河口湖のオヒキコウモリ 東洋蝙蝠研究所

オヒキコウモリ


環境庁(1998)レッドデータブックランク : 情報不足(Data Deficient)
長野県(2004)長野県版レッドデータブックランク : 情報不足(Data Deficient)

河口湖で保護されたオヒキコウモリ
 下の写真は1997年3月に山梨県河口湖で保護された雌個体です。長野県では姿は未確認ですが、アメリカやアジアでの研究からおそらくオヒキコウモリの声であろうと言われているなぞの声が話題になっています。遠くない将来に長野県内でも確認されるのではないでしょうか。
 21世紀に入り、いよいよ飛んでいる姿が観察されるようになってきました。しかし、いまのところ誰にも捕まったことがなく、はっきりオヒキコウモリが飛んでいるとは言いにくい常態が続いています。もしも言われているように、耳に聞こえる声を出しながら尾を引くコウモリがオヒキコウモリであったとすると、意外に多くいるのかも知れません。


オヒキコウモリの顔
腿間膜を伸ばした状態
指骨の骨化の様子
腿間膜を縮めて尾を引かせた状態

夏山で聞こえる謎の声
 夏山に登ると夕暮れ時にどこからか「チッチッチッ」といった動物の 声が聞こえるがなんだろう?という話題があります。これが、今話題の 「なぞこえ」です。
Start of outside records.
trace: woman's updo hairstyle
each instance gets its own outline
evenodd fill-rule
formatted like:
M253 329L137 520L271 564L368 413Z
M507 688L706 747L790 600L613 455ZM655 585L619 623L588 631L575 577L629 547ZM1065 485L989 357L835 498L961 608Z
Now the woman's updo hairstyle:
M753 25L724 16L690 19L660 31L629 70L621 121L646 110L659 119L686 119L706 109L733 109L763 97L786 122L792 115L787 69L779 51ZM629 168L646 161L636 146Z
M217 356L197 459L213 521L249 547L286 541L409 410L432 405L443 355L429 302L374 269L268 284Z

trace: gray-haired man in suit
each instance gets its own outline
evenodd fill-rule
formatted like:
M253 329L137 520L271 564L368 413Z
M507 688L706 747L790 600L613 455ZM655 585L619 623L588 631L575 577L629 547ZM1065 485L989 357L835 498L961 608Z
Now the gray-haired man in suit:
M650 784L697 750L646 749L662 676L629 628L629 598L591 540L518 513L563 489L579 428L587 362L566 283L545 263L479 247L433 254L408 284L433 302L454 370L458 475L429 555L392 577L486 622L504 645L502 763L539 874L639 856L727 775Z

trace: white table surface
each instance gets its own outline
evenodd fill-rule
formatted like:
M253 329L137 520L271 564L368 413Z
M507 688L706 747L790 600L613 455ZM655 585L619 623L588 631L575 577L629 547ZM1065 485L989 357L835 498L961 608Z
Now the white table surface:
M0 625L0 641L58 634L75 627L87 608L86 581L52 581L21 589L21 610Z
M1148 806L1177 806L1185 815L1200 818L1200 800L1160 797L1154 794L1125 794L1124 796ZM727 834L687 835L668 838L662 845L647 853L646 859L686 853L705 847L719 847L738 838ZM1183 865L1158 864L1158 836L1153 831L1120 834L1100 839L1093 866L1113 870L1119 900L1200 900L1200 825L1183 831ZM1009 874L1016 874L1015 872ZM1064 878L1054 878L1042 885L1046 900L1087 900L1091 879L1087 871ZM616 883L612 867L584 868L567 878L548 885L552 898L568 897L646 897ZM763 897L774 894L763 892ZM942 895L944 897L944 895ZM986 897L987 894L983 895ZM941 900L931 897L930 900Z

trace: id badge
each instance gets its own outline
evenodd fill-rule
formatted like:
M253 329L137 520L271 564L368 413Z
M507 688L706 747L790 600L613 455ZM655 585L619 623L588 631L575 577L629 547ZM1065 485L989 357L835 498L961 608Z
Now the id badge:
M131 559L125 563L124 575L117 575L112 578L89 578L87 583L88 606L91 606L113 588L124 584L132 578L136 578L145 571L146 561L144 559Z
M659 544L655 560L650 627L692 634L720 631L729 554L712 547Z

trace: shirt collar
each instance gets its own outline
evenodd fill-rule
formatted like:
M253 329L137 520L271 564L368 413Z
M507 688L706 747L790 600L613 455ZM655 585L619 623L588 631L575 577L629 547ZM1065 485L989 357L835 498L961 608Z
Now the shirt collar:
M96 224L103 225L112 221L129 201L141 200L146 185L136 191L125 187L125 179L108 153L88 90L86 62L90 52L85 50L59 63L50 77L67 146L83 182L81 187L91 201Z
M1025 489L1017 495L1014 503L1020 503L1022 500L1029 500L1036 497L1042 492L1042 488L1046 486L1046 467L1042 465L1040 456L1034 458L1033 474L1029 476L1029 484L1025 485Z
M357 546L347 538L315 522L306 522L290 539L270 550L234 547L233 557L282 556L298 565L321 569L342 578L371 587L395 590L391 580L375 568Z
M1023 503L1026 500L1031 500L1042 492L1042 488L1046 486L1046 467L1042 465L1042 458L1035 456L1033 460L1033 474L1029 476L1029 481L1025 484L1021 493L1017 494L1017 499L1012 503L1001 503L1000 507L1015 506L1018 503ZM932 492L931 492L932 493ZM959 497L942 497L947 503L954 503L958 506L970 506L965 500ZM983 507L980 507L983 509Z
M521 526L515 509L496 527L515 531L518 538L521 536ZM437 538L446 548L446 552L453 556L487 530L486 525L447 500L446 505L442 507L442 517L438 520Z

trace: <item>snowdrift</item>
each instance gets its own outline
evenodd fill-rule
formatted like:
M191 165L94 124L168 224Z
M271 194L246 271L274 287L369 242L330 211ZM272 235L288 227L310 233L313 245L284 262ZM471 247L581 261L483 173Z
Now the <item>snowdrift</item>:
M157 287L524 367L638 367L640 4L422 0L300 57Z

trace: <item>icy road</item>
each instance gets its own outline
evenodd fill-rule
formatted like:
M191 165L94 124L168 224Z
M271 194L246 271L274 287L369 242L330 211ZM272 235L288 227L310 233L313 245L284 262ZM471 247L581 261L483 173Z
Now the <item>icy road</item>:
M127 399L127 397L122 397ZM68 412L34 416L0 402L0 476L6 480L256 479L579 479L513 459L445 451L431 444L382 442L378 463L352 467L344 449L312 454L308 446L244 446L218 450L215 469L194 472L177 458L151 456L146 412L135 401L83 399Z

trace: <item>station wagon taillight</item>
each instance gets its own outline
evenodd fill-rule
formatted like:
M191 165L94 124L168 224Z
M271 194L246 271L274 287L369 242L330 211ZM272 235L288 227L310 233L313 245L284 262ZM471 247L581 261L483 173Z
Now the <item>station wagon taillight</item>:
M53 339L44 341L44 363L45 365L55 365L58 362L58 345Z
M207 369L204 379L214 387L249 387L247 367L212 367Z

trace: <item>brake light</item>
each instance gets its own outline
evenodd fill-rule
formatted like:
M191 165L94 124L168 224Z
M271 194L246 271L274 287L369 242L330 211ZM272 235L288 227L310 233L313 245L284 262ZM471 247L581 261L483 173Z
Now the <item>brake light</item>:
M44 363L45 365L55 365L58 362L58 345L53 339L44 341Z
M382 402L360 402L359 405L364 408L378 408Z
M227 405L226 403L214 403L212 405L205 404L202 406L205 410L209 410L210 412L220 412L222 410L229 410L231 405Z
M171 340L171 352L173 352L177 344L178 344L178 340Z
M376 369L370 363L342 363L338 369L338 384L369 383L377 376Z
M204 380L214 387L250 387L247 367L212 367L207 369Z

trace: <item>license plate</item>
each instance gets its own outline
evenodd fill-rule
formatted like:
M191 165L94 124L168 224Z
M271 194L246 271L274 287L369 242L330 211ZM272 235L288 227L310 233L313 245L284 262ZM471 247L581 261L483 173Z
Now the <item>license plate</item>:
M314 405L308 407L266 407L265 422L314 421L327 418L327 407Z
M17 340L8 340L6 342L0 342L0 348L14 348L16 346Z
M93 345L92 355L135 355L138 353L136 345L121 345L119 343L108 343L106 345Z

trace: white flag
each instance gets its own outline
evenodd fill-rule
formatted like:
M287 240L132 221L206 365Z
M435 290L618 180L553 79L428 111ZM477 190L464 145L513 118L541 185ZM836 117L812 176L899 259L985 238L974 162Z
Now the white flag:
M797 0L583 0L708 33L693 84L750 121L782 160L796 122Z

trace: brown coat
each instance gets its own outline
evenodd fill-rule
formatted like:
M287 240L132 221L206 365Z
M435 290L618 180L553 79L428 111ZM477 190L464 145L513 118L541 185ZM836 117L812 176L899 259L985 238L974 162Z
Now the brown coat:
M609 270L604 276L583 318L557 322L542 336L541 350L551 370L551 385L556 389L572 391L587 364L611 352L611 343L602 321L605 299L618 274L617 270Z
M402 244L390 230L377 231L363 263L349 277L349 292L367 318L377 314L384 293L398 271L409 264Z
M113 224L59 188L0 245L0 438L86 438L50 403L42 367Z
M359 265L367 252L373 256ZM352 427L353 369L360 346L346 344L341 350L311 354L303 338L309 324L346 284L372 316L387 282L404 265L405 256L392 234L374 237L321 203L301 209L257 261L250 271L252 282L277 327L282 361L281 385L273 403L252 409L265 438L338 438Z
普通のコウモリは餌や飛行場所の位置特定をする (エコーロケーション)のに人間の耳には聞こえない超音波を出すこと が特徴ですが、オヒキコウモリの仲間(Tadarida属)には人の耳 に聞こえる音(可聴音)でこれを行うものがいます。姿はなかなか見 えないが、声だけがチッチッチッと空中から高速移動しているように 聞こえるこの「なぞこえ」は、1996年に呼びかけてみたところ日本全 国のみならず海外でもあちこちから聞こえると反応がありました。
 また、数年前からコヒガンザクラで有名な高遠城蹟公園でも桜の季 節になるとこの声がすると報告され、ここでは翼を広げて40cmほどの コウモリが飛んだというシルエットを確認した人もいます。これがオ ヒキコウモリではないかと噂になっていますが、1996〜1997年に相次 いでコロニーが見つかった以外の場所では、日本国内でまだ20個体ほど が偶然に保護されたり捕まったことがあるだけのオヒキコウモリの姿と 声とを結びつけて確認するまでには、まだまだ時間がかかるものと思われます。

 皆さんも、山の夕暮れで耳を澄まして「チッチッチッ」という声が 飛んでいかないか、聞いて見ませんか?